Shifting Entities

Leunora Salihu

31.08.2020 - 25.10.2020

Leunora Salihu entwickelt ihre skulpturalen Arbeiten anhand elementarer Themen der Bildhauerei, wie dem Verhältnis von Raum und Umraum, Bewegung in der statischen Form sowie Skulptur und Sockel. Dabei werden handwerklich seriell gefertigte Elemente zu modularen Systemen und skulpturalen Körpern verbunden.

 

Salihus Objekte sind Fortführungen von vertrauten Formen, deren Ausgangspunkte sowohl Proportionen des menschlichen Körpers, als auch architektonische Urtypen menschlicher Behausungen sein können. Sich an diesen archetypischen Modellen orientierend, greift sie auf ursprüngliche, erdbasierte Materialien wie Keramik oder Holz zurück. Die Erfahrung, die sie mit charakteristischen Eigenheiten eines Stoffes macht, werden auf das nächste Material übertragen. Auf dieses Wesensmerkmal ihrer künstlerischen Praxis möchte auch der Ausstellungstitel Shifting Entitiesverweisen – so kann die Beschäftigung mit Ton, einem weichen, viele Prozesse durchlaufendes Material zu einer Suche nach dem Weichen und Beweglichen im zunächst starr erscheinenden Holz führen. Darüber hinaus eröffnet der Begriff der Entität, die Frage nach der Behauptung in Relation zum Anderen. In diesem Zusammenhang stellt Salihu ihre Skulpturen in ein stetiges Spannungsverhältnis physikalischer Gegensätze wie Leichtigkeit und Schwere, Anziehung und Ausdehnung, die sie potenziert und austariert einander gegenüberstellt. Nichts bleibt isoliert, sondern steht immer in Beziehung zu einer anderen Kraft.

 

Ihre experimentelle Arbeitsweise schafft ein nuanciert verknüpftes Ensemble an Skulpturen eines vielschichtigen Vokabulars aus organischen und konstruktiven Formen, deren Entwicklungen sich aneinander ablesen lassen und sich fortwährend an den Parametern des Materials orientieren. Nie hermetisch, stehen ihre Raumkörper in einem dynamischen Beziehungsgeflecht von Ein- und Ausschließung, welches das Verhältnis von Objekten und Subjekten aufgreift.

 

Die Zeichnungen von Leunora Salihu kennzeichnen sich durch ein Interesse an biologischen und geologischen Prozessen sowie dem Verhältnis von Mensch und Architektur. Sie deuten Räume an, erinnern an Querschnitte kreatürlicher Körper oder seismographischer Eruptionen und entziehen sich gleichzeitig einer eindeutigen Zuordnung. Losgelöst von bildhauerischen Problemstellungen der Schwerkraft widmet sich die Künstlerin der Befragung tragender Strukturen und ihrer Prinzipien der Wiederholung. Dabei ist es möglich, dass Salihu beispielsweise die Konstruktion eines Pilzhutes sowohl auf seine additiven Anordnungen als auch mögliche Bewohnbarkeit untersucht oder anatomische Elemente, die wie Gliedmaßen von Insekten aussehen, mit zellulären Strukturen verbindet.
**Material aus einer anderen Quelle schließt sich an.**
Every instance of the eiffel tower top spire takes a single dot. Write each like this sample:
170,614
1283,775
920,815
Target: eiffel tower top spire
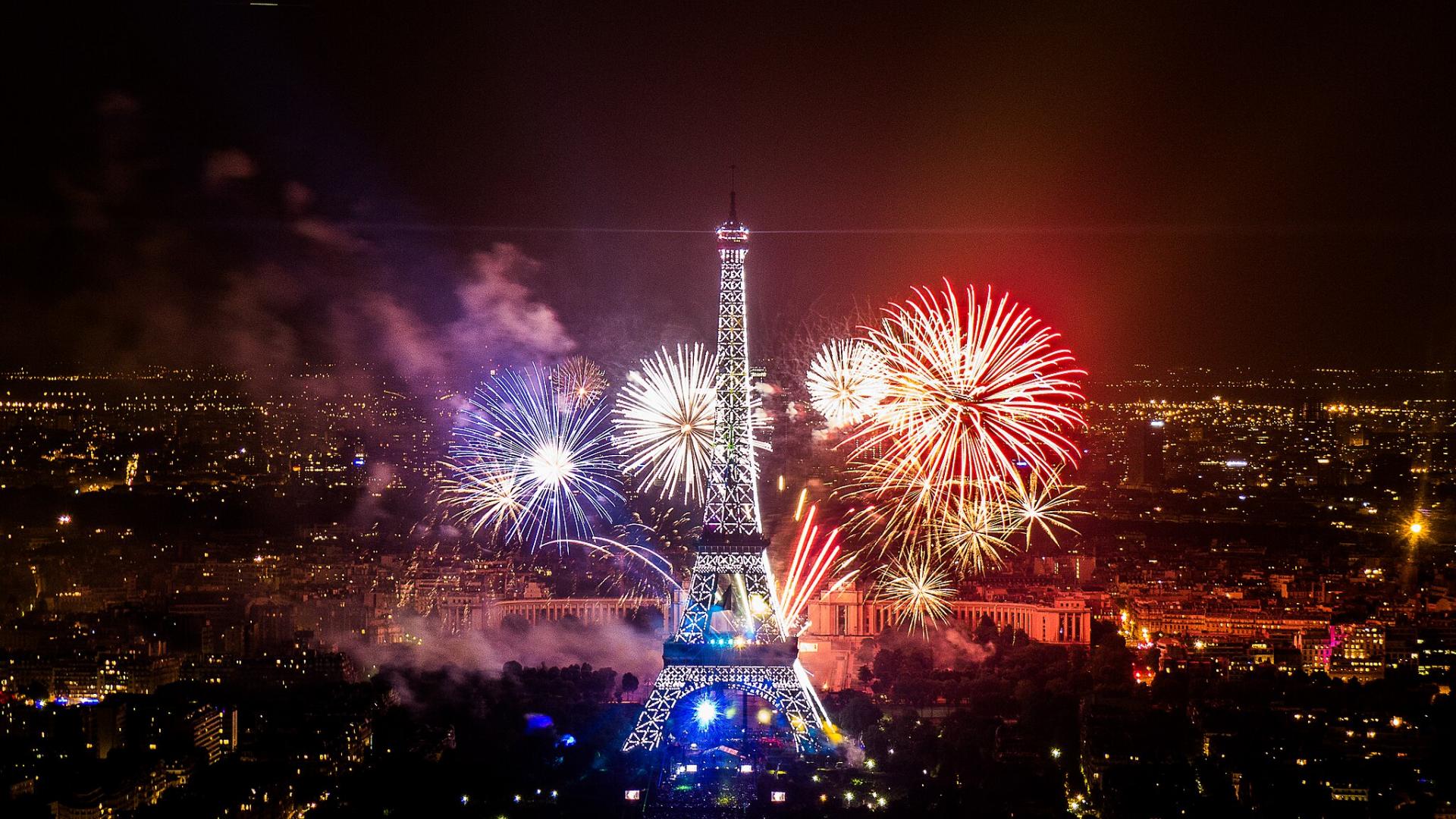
733,493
Es entstehen hybride Körper, die einmal in Bewegung versetzt vermeintlich fixierte Grenzziehungen zu untergraben scheinen. 

 

Leunora Salihu arbeitet forschend, stets auf der Suche nach den Möglichkeiten von Form- und Materialentfaltung, die sie mit den realen und imaginären Räumen und ihren Gesetzmäßigkeiten in einen Dialog treten lässt.

 

Leunora Salihu wurde 1977 in Pristina, Kosovo geboren und lebt und arbeitet in Düsseldorf. Ihr Studium der Bildhauerei absolvierte sie an der Kunstakademie Düsseldorf. Zuletzt wurde Salihus Arbeit durch den Lothar-Fischer-Preis (2017) ausgezeichnet. Neben diversen Beteiligungen an internationalen Gruppenausstellungen, hatte sie Einzelausstellungen in Institutionen wie dem Museum Lothar Fischer (2018), der Kunstsammlung Nordrhein-Westfalen, K21 (2017), The National Gallery of Kosovo (2017) sowie dem Lehmbruck Museum (2011/12). Nach Shifting Entities in der Sammlung Philara wird im Frühjahr 2021 eine Einzelausstellung von Leunora Salihu im Skulpturenpark Waldfrieden folgen.